Fumaça Preta expand on their sound, Pylon dives into rock-n-roll glory
It makes sense that the first release from the group Fumaça Preta was a single featuring a cover of the Sonics’ “The Witch”—a ‘60s garage-rock Nuggets classic”—translated into Portuguese as “A Bruxa”; with the raw energy and sweat of the original, the band blasts through big, dumb yet satisfying chords, with a nod—well, more like a menacing full-body lurch”—toward its heroes.
Still using sources from that “first psychedelic era,” Fumaça Preta (“Black Smoke” in Portuguese) has now evolved into something darker and more diverse, distinguishing itself by not being just another ‘60s garage-rock rip-off.
Its second album, Impuros Fanáticos (“Impure Fanatics”) is a hit of brown acid, hurtling between good and bad trips with wild tempo swings and unhinged vocals from Portuguese/Venezuelan drummer Alex Figueira. Figueira is joined by two members of the British band The Grits, bassist James Porch and guitarist/keyboardist Stuart Carter, and one feature that stands out with Fumaça Preta is its use of rhythms with South American influences that are much more complex than those often heard in your standard rock-pop tunes.

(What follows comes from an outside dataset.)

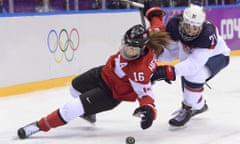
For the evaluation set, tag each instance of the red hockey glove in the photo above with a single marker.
(147, 113)
(166, 72)
(152, 8)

“Décimo Andar” speeds along with a compelling groove, fuzzed-out guitars and buzzing keyboards, and when you think you’ve got it figured out, there’s a children’s choir singing near the end along with a Caribbean flair supplied by steel drum notes. “Morrer de Amor” kind of kills the album’s momentum, being a slow number with Indian elements (sitar, hand drums), but a track like “Ressaca da Glória” just goes for throbbing beats and riffage with start/stop interplay and schizoid vocals over sheets of organ chords.
The capricious “A Serpente” starts as a psych slow jam then revs up halfway through with a sonic drag race before a cool-down session.
Fumaça Preta is a band that’s not afraid to sound a little off-kilter; it’s certainly capable of striking a killer groove with some diverse instrumentation, and the primal vocals live up to the album’s title. Impuros Fanáticos is worth checking out, but they can get to the next level if they cut out some of the chaff and dial up the fury just a little more.
The Athens, Ga. quartet Pylon is what this writer considers to be a “perfect band”—not in the sense that it was flawless, but that every member (each of whom was an art student) was absolutely and equally essential in the composition of the group’s identity and sound.
Bassist Michael Lachowski brought his precise formality and unmistakable bass timbre/tone, drummer Curtis Crowe offered taut, kinetic rhythms bursting with vibrancy, the late guitarist Randy Bewley played sharp, pinprick notes and revelatory chords and vocalist Vanessa Briscoe Hay’s dynamic style is utterly unique, going from calm moments to playful shout-singing to grating shrieks sometimes within the same song.
The music of Pylon has an immediately recognizable crispness and sheen, channeling an energy that had more in common with a post-punk group like, say, Gang of Four than the earthier members of the Athens scene.
It is difficult for this writer to be objective about Pylon; after being obsessed with the documentary Athens, GA: Inside/Out, his first non-local rock show was seeing Pylon opening for R.E.M. (who recorded a cover of Pylon’s “Crazy”). Pylon’s heyday was in the late 70s/early 80s, and it recorded two sterling albums (Gyrate and Chomp) before going on hiatus in 1983; since then, it has reunited several times and released its third studio album in 1990 (the perfectly respectable Chain, which many seem to have forgotten).
The new release Live captures Pylon’s final hometown show from its initial run, on December 1, 1983, and needless to say, fans clamoring for more material will want it. The recording has its warts”—obviously, it doesn’t have the clarity of a studio recording, and in particular, Hay’s vocals are a little muddied in the mix”—and newcomers should start with Gyrate, but the group’s tightness and vigor are impossible to hide on Live.
The renditions are largely faithful to the studio versions with some differences; for example, “Danger” feels antsy and slightly faster live, and the Morse-code icepick guitar stabs on “Beep” have more variation. The song list is impeccable and even concludes with two treats for fans: the rarity “Party Zone” and a cover of the Batman TV show theme song, which sounds like it was always a Pylon original.
When you’re young, you never think about which things will still be treasured in the future, among the clutter of pop-culture ephemera, but the catalog of Pylon has held up remarkably well, over decades; Live only deepens that appreciation.